Now, as Cassini prepares to make its final suicide plunge into Saturn, scientists have their best chance yet to solve the riddle of the missing tilt. The reason, Stevenson says, is simple: “Proximity. It helps enormously to get closer.”
But the closer Cassini gets to Saturn, the harder Dougherty’s team has to work to make sense of the data. The magnetic field gets stronger as the spacecraft approaches the planet, meaning the magnetometer needs to switch into a little-used high-field mode, and set its “zero” level by rolling the spacecraft in two perpendicular directions, a dangerous maneuver. The team also has to reconstruct the spacecraft’s path with extreme precision. “Close to the planet, we are in very high magnetic field, so even if we have a very small error in our knowledge of the pointing, that’s going to give us a huge error in our knowledge of the magnetic field,” Dougherty says.
So far, though, the results are as mystifying as ever. “We thought if we got inside the rings we would somehow see a clear tilt, and we don’t see that,” Dougherty says. By late July, Dougherty and her team had whittled the tilt measurement to under 0.06˚. She hopes that the full end-of-mission measurements will give them the data they need to measure a tilt as small as 0.015˚—maybe even less.
Planetary scientists are exploring at least three explanations for the near-zero tilt. The first possibility, Dougherty says, is that Saturn’s planetary dynamo is dying. Dynamos aren’t forever. Mars’ dynamo, for instance, petered out billions of years ago, leaving the planet without a strong magnetic bubble to protect it; now Mars’ atmosphere is almost entirely gone, eroded away by the solar wind. No one knows exactly what would happen on Saturn if that planet’s dynamo-generated magnetic field were to vanish.
If Saturn’s dynamo is dying, its magnetic field will not shut off all at once. Instead, like a complex harmony fading away into a solo voice at the end of a song, the field will gradually lose complex features physicists call “higher-order moments” before settling down into the simple north-south form of a bar magnet. Cassini will be looking for those higher-order moments. If they are are missing, that suggests that the dynamo is dying. But if they are still present, Dougherty says, something else must be going on.
Perhaps, as Stevenson suggests, the tilt is there, but it is being masked by other effects higher up in Saturn’s atmosphere. To help investigate that possibility, researchers will combine magnetometer data with gravitational measurements from Cassini’s Radio Science Subsystem instrument, which exploits the Doppler effect to map out Saturn’s gravitational field and probe the motion of its inner layers.

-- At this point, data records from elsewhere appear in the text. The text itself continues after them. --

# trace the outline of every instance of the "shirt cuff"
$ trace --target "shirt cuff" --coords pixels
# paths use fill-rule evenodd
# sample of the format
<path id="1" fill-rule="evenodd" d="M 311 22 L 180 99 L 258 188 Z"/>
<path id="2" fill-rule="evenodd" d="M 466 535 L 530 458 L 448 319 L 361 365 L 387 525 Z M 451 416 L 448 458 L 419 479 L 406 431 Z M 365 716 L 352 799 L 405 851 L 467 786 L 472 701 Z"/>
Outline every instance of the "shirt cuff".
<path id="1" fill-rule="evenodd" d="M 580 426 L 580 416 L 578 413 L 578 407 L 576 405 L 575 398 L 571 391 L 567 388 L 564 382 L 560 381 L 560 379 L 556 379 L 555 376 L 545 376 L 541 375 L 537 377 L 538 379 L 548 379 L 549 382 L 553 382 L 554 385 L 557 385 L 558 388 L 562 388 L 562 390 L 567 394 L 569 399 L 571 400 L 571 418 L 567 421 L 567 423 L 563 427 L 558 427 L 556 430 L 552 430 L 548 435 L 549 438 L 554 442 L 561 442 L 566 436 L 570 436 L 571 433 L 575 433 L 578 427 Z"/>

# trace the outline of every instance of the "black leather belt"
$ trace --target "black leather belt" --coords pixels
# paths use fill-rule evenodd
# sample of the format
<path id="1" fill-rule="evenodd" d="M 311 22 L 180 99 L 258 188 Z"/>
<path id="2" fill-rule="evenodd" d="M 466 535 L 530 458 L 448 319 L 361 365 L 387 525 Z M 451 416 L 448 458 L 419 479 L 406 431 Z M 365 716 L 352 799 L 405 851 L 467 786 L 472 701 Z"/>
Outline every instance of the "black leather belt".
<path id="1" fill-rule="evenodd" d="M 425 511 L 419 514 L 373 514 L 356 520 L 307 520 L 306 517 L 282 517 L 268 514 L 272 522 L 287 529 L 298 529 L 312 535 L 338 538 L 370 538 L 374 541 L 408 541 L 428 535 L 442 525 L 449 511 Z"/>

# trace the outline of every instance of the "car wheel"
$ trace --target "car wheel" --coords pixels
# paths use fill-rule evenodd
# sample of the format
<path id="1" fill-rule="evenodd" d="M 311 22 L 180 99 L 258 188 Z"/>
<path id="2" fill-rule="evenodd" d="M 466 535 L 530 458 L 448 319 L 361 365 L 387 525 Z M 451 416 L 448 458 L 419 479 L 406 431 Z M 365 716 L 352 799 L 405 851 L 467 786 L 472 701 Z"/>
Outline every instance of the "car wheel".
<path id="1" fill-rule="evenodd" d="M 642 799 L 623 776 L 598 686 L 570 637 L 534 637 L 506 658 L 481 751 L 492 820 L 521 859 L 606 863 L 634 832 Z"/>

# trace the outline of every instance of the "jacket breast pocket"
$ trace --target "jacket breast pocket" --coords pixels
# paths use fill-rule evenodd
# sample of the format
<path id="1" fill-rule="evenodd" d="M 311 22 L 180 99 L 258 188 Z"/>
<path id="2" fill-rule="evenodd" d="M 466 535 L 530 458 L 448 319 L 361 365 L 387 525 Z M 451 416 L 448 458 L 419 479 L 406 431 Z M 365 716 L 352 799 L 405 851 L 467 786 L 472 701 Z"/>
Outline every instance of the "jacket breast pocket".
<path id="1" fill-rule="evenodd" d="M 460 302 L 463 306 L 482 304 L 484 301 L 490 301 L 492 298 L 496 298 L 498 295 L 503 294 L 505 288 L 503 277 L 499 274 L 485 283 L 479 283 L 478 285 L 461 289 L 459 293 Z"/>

One thing they will be looking for: strong, deep winds that could enhance the screening effect and help explain why it might be more powerful on Saturn than on Jupiter, Stevenson says.
Otherwise? “We’ll have to come up with a new idea,” Dougherty says. “I don’t know what that idea is, but there are lots of theoreticians out there that are champing at the bit.”
Cassini will send its last data transmission on September 15 before it starts tumbling toward oblivion. Dougherty expects it will take another six months to fully calibrate and analyze the “grand finale” data. “The instrument in the spacecraft was not designed to do what we’re doing, so it’s taking us a long time to do this,” Dougherty says. “We’re working our damnedest to get it all sorted”
Don’t expect to wait too long, though. As Dougherty puts it, “I’m not renowned for my patience.”